Of course, the NFL waiver wire is littered with athletes with one or two outstanding attributes – massive linemen, blazingly fast receivers, instinctive safeties, quick-twitch defensive ends. Rarely is that one skill enough. Taylor knew he would have to work hard to develop as an all-around player after the Packers signed him as an undrafted free agent in the spring of 2004.
"When I started with Green Bay, they called me a "raw linebacker," and I would agree with that," said the very amiable Taylor. "They said there was a lot for me to learn, and they were right, but I think I'm coming along fine. I'm not as raw as I was before, but there's still a lot to learn. You can never know too much. Each year so far that I've been in the NFL since graduation, I've been improving."
Taylor got a second crack at the NFL in 2005 with the Buccaneers, who kept him around until the final cut, then brought him back after the season and allocated him to the NFL Europe League. That's a common move with prospects who are "raw," and ones who haven't had much opportunity to play in the several years since they left college. Taylor fit into both categories. He landed with the Berlin Thunder and started all season at right outside linebacker. Back in Tampa, the Bucs' scouts liked what they saw on the weekly game tapes that were sent back overseas.

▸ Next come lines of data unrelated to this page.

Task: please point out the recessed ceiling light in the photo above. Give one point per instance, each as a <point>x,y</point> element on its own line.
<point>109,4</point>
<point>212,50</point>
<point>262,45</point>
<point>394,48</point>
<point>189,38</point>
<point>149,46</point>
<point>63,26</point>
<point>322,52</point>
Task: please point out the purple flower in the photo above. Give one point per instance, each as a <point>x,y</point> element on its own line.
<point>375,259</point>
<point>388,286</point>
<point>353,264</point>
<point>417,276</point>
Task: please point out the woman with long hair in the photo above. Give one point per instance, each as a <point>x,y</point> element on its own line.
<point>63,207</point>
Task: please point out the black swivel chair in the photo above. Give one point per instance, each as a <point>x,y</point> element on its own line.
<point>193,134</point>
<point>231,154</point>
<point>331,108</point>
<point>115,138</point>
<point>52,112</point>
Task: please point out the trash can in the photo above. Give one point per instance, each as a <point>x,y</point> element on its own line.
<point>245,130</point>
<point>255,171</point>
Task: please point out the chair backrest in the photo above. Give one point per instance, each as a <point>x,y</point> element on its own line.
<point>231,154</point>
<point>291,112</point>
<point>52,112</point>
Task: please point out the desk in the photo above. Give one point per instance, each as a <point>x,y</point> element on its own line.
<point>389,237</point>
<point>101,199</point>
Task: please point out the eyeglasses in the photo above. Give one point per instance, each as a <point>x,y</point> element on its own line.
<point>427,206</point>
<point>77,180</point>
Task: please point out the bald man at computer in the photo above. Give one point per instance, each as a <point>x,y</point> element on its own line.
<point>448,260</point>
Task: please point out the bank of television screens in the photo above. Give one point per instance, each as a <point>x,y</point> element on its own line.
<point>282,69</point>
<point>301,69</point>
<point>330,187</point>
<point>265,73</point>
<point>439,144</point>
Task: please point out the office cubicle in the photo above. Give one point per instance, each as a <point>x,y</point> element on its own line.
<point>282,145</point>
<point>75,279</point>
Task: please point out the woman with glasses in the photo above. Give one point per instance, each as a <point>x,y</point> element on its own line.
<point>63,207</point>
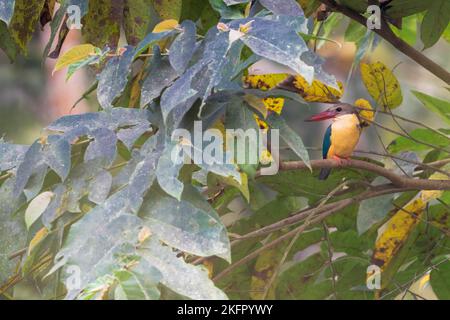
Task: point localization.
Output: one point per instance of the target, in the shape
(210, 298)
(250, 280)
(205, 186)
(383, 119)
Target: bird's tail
(324, 173)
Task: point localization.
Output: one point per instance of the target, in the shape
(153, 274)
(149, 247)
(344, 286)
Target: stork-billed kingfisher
(342, 136)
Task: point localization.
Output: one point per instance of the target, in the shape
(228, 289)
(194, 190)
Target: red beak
(322, 116)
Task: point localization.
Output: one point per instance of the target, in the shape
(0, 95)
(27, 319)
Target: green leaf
(408, 32)
(114, 78)
(354, 32)
(286, 7)
(438, 106)
(356, 5)
(57, 155)
(137, 20)
(188, 280)
(6, 10)
(138, 284)
(199, 80)
(168, 9)
(424, 135)
(37, 207)
(7, 44)
(434, 22)
(11, 155)
(374, 210)
(183, 47)
(276, 41)
(161, 75)
(100, 187)
(382, 84)
(13, 233)
(74, 55)
(190, 225)
(290, 137)
(167, 171)
(23, 22)
(404, 8)
(226, 12)
(440, 280)
(94, 242)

"I felt that [I was close in 2005], but I still felt as if I needed to make some improvements," said Taylor. "And I think I got some when I was over there in Europe, so I'm grateful for that experience. I'm also grateful to come back over and get a third shot at the NFL and a second shot at becoming a Buc.

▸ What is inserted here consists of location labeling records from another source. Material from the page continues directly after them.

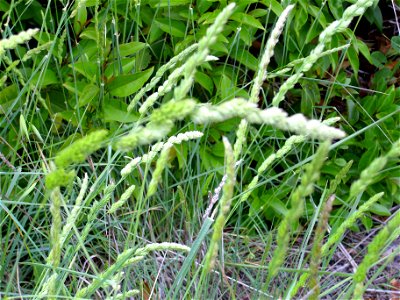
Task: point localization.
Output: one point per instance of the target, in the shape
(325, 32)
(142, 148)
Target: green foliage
(134, 74)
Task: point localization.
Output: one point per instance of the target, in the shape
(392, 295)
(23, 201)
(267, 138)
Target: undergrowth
(147, 153)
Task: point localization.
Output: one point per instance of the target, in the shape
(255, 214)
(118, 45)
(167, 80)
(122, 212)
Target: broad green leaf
(4, 6)
(368, 156)
(130, 48)
(89, 33)
(378, 59)
(247, 59)
(395, 43)
(125, 85)
(226, 88)
(172, 27)
(247, 20)
(22, 126)
(115, 110)
(258, 12)
(88, 69)
(44, 78)
(80, 18)
(336, 7)
(205, 81)
(363, 48)
(352, 55)
(300, 18)
(353, 114)
(309, 96)
(113, 69)
(88, 94)
(380, 210)
(274, 6)
(166, 3)
(7, 97)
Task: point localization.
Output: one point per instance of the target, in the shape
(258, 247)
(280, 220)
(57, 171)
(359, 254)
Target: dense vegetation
(199, 149)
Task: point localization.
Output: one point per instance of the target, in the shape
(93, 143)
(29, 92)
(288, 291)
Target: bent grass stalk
(325, 37)
(335, 236)
(311, 175)
(125, 259)
(225, 204)
(316, 249)
(203, 49)
(390, 231)
(261, 76)
(157, 77)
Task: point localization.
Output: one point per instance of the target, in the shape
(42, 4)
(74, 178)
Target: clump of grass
(311, 175)
(224, 207)
(325, 37)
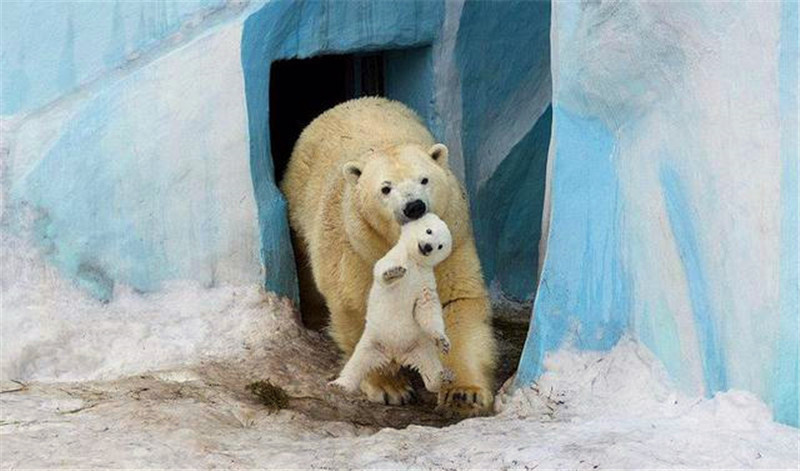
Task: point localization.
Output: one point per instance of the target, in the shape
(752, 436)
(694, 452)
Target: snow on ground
(589, 411)
(159, 380)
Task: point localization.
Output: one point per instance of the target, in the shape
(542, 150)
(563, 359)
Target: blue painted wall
(297, 29)
(673, 196)
(491, 80)
(503, 57)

"I'm just excited to get on the field and show them what I've learned. It just gave me a chance to play in 10 games. I haven't played much since college. It gave me a chance to play against quality guys, the kind of guys I would be going up against as I try to make it in the NFL. Game-time experience is great. There's nothing like it."

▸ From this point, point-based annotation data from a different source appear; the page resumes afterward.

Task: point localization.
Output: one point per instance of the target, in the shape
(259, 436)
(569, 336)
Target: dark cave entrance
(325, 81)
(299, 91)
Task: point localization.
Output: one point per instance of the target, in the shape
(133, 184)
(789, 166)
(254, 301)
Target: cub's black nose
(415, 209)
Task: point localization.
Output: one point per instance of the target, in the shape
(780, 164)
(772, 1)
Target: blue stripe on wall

Taylor certainly has some pretty significant hurdles still to clear. At 6-0 and 220 pounds, he does give away size to most NFL linebackers. He is also competing for a spot on a unit that just happens to be loaded with both established and young talent in the likes of Derrick Brooks, Shelton Quarles, Ryan Nece, Jamie Winborn, Barrett Ruud and Marquis Cooper. Taylor might be most likely to make his mark on special teams, where he offers a great size-speed combination, or he might have to log some time on a practice squad before making the jump to an active roster.
But the opportunity is there, and for that Taylor is obviously and engagingly grateful. He is also grateful that Bridgewater, while not a football factory or an obvious conduit to the pros, allowed him to discover the depth of his talents. It also gave him a solid education, as he graduated with a degree in information systems management and has already made one foray into an alternate career path as a systems technician.
You could say that Taylor has definitely "recognized his capabilities." Now he needs the Buccaneers to come to the same conclusion.
"When I got to Green Bay, I realized what it takes to get to the NFL," he said. "I finally got confidence in the knowledge that I could compete at this level. When I got that confidence, I knew I could actually become a part of an NFL team."